高みを目指す”Dの名”を持つ者、という共通項はありますが、それ以外の部分では分かり合える関係にはなり得ないことを意味しているのではないかと考えます。

 

さて、一部のファンの間で「あいつじゃねぇ」「あいつらだ」というセリフについて考察が為されています。

まず、オリジナルのセリフは次の通り。

黒ひげ「行けるといいな、空島へよ」
   「ゼハハハハハ」
ナミ「ねえ、あいつ空島について
   何か知ってのかも・・何者かしら」
ルフィ「さぁ・・・それにあいつじゃねェ」
ナミ「?あいつじゃない? じゃ、なに?」
ゾロ「あいつらだ、たぶんな」
ナミ「どういう事よ?
   今の奴に仲間がいたの?どこに!?」

「あいつら」を指すものとして次の4種類が代表的です。

(1)黒ひげとその一味
(2)黒ひげとベラミー
(3)酒場にいたルフィ以外の全員
(4)黒ひげが多重人格のため(あいつらという複数形)

そして、後に続くナミの「仲間がいたの?」というセリフと、このシーンの前に黒ひげ一味(バージェス、ドクQ、音超)が現れていることから、”(1)黒ひげとその一味”と考える方も多いですが、私は(4)と確信しています。

まず、このやり取りについて考察します。

1.なぜこのセリフに数コマも使う必要があるのか?

優れた映画には、何気ない挿絵などのワンカットやほんの数秒の一コマにも意味があるケースが多いです。
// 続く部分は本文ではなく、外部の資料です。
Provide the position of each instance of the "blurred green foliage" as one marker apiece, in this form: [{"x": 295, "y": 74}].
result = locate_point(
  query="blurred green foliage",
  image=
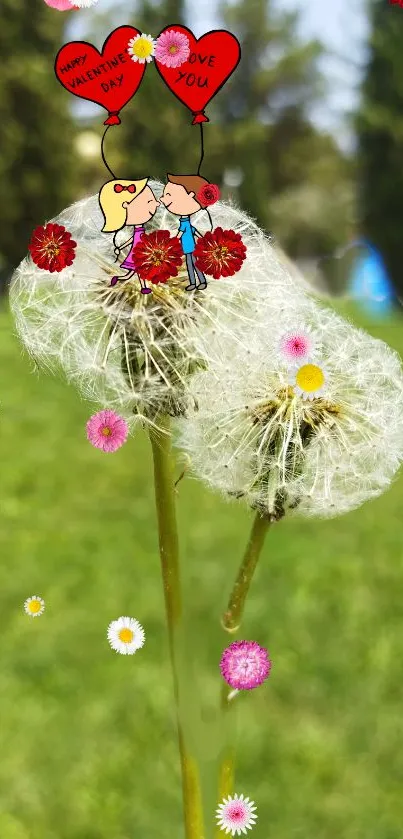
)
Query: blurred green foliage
[
  {"x": 259, "y": 126},
  {"x": 88, "y": 737},
  {"x": 380, "y": 132},
  {"x": 37, "y": 165}
]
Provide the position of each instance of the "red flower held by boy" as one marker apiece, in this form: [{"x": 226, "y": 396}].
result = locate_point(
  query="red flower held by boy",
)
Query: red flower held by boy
[
  {"x": 220, "y": 253},
  {"x": 52, "y": 248},
  {"x": 158, "y": 256},
  {"x": 208, "y": 195}
]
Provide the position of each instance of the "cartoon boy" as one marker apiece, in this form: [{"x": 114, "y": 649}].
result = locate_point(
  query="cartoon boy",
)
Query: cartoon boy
[{"x": 183, "y": 196}]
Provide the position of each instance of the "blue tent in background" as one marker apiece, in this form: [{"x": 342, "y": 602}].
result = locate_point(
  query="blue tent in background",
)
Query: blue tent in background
[{"x": 368, "y": 281}]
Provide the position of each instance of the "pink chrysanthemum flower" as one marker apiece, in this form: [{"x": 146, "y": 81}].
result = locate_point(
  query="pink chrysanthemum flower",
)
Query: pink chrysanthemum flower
[
  {"x": 61, "y": 5},
  {"x": 107, "y": 431},
  {"x": 173, "y": 48},
  {"x": 296, "y": 345},
  {"x": 236, "y": 815},
  {"x": 245, "y": 665}
]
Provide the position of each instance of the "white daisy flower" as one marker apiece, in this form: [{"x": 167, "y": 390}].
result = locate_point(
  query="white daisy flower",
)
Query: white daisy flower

ワンピースのストーリーの緻密さは言うまでもありませんが、このシーンはワンピースの中でも特に重要で、後に誰もが読み返す事になる、と言っていいほど、意味を持つ内容です。無意味なコマが出てくるわけがありません。

黒ひげに仲間がいることを、わざわざ数コマを使って意味深に示す必要はないと考えます。

また、以下に示す言い回しや、ルフィの表情、セリフの無いシーンなどにも特別な意味が込められていると推測します。
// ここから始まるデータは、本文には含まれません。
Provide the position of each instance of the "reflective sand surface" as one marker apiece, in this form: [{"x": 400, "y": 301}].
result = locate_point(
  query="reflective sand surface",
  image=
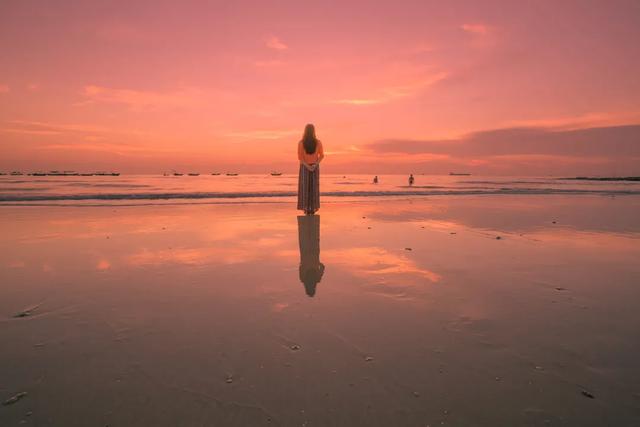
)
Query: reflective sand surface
[{"x": 197, "y": 315}]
黒ひげの不気味な雰囲気を察知し、無言で黒ひげを見つめ、不気味な雰囲気の正体(多重人格)を観察しているのではないでしょうか?

 

2.ルフィが「あいつ」を強調する様子

もし、答えが(1),(2),(3)の場合、(空島を知っているのは)「あいつだけじゃねぇ」または「あいつ一人じゃねぇ」の方が自然です。あえて強調して「あいつじゃねぇ」はどう考えても不自然です。

 

3.ルフィと分かり合えないナミのセリフ

ナミの「仲間がいたの?」というセリフに対して、ルフィとゾロは無言のまま。

上述したベラミーとのケンカに関する次のシーンを思い返してみてください。

日頃から暴れたくてしかたがないルフィに対して、「ケンカしないように誓いなさい」とナミ。

ベラミーに夢を笑われた後は、「このケンカは絶対に買うな」というルフィと、「なんでやり返さなかったのよ!」とナミ。
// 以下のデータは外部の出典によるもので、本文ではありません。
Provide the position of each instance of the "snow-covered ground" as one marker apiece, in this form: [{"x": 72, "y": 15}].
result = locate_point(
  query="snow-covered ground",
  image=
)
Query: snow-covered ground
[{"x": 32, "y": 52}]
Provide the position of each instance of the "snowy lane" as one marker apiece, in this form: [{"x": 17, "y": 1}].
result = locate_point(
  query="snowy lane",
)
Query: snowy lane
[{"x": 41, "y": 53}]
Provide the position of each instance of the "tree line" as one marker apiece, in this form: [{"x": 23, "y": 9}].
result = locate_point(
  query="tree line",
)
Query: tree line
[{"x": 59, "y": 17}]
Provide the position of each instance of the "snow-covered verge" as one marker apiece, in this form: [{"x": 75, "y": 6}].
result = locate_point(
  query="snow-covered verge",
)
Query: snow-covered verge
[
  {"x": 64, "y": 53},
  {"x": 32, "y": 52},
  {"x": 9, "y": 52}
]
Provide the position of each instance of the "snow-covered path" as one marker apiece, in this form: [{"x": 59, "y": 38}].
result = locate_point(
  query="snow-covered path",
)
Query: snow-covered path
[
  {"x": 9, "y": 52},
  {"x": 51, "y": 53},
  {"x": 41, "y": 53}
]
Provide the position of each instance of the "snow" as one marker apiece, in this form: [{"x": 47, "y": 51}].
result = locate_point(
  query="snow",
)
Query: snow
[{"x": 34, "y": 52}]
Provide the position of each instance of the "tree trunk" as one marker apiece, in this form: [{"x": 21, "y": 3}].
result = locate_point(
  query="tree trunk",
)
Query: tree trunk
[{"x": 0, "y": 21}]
ルフィは無言のまま、ケンカを買わない理由、やり返さない理由を答えませんでした。

ナミには可哀想ですが「お前に言っても、理解されないだろう」このような心情だったのではないでしょうか。

ルフィの信念をナミは感じ取ることができず、理解できない。かみ合わず、分かり合えない。

この前提で、次のセリフを見てみます。

  ナミ「ねえ・・あいつ空島について
    何か知ってのかも・・何者かしら」

 ルフィ「さぁ・・それにあいつじゃねェ」
   (空島について知っているかどうかは
     重要じゃない。それより、あいつは
     一人の人間とは思えない)

 ナミ「?あいつじゃない?じゃ、なに?」
   (空島について知っているのは、
    あいつじゃないとしたら誰なの?) 

    ※かみ合っていない

 ゾロ「あいつらだ、たぶんな」

 ナミ「どういう事よ?」
   「今の奴に仲間がいたの?どこに?」  

ルフィは、それ以上語りません。

ルフィとナミとの会話が噛み合わず、分かり合えないことを示しているのではないでしょうか?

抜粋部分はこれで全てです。